The consistent current that flows beneath the wide-ranging style and themes in Mr. Wajda’s works is the image of a deeply motivated person who confronts and challenges major hardships, and thereby has tried to penetrate the profundities of human nature. This image also has a close relation to his own attitude as a film maker. The films “Man of Marble” and “Man of Iron” contain powerful expressions of the way people lived under the political and social reform in Poland. He has also done broad creative and productive activities outside his own country, such as “Danton” in France, and “A Love in Germany” in Germany.
The lasting merit of Mr. Andrzej Wajda is, as his work clearly shows, that he has continually made superb films in post World War II Poland to appeal strongly for human dignity and the exaltation of free human spirit. He has exerted a great influence on people through his lofty screen achievements and passionate attitude. His personal commitment to a free spirit is underlined by his resignation from the public offices of president of the Polish Film Association and Representative, Film Unit X.
Mr. Wajda has also put his heart into theatrical performance as well as the cinema, and in particular he is renowned as a stage director for the writings of Dostoevski.
Mr. Wajda’s 60th birthday was commemorated last year with “The Exhibition — The Theatre of Andrzej Wajda” and “The Exhibition-Andrzej Wajda’s 30 films 1954-1985,” held in various places in Poland. He has recently released “A Chronicle of Amorous Accidents,” and determined the cinematization of “Nastasya Filipowna” in France. We may expect a continuing flow of Mr. Wajda’s creative activity in the future.
At the request of the sponsor of this commemorative lecture, I will look back over the thirty years I have spent as a film-maker and dramatist. From among my films and numerous stage productions, I will attempt to extract some general principles and precepts which may be of interest to you. Have I been able to discover anything exciting? I am talking not only about films perse but also about the methods of my work. I hope my attempt will be successful and that I will be able to utilize my time effectively. My first conscious experience was of war. I saw how short human life could be and how quickly it could be extinguished. Based on this personal experience, I have not left any work undone as I realized that the time I had to accomplish all my plans was short.

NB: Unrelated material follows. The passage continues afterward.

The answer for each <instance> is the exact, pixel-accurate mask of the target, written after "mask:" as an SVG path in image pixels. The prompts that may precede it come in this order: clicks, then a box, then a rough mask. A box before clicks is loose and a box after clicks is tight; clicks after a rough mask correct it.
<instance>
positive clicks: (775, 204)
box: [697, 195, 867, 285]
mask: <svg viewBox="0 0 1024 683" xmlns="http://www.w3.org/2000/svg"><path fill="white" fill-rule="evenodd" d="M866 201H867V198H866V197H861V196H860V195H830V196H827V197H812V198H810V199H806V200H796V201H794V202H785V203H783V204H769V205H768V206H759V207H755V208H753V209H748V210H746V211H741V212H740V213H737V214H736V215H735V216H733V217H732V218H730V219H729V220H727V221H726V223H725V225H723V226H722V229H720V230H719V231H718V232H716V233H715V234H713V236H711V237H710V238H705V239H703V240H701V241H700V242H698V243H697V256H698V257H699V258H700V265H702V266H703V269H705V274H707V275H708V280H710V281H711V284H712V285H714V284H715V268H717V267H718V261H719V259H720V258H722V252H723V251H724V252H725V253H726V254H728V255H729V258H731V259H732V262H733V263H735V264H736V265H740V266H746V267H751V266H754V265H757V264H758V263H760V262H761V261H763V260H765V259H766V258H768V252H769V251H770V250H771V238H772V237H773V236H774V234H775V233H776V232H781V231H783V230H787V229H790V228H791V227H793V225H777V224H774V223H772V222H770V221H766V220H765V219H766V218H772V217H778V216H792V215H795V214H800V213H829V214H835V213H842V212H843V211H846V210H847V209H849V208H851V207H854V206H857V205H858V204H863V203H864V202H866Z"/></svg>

In the difficult postwar period there were repeated social and political crises in my country, and even though we looked forward to better political circumstances, I soon learned that hope alone was not enough.
Film and drama have in common dynamic art forms with a wide appeal and impact. A film producer is an artist, but should he rely solely on his personal artistic ability in his job, his work will be unsatisfactory. It is necessary to have the ability to bring out the artistry of the actors by working closely together with them.
Nevertheless, the personal disposition of the artist should be preserved as well as the spark of creativity which often has its roots in the artist’s native country. It is good to cultivate one’s talent and keep it intact wherever one goes in the world. Still, no matter what the hardship and no matter how one is buffeted about in the crowd as one grows older, it is also pleasant and desirable to be able to say “thank you” to and to feel at home in one’s own country.
After my talk, I hope you will understand more clearly why film producers in Poland often speak of political problems and have to participate in social debates related to the freedom of the individual and the group.
Since drama and films arise out of the social group itself and are made for the general public, we film producers also must act as responsible social human beings.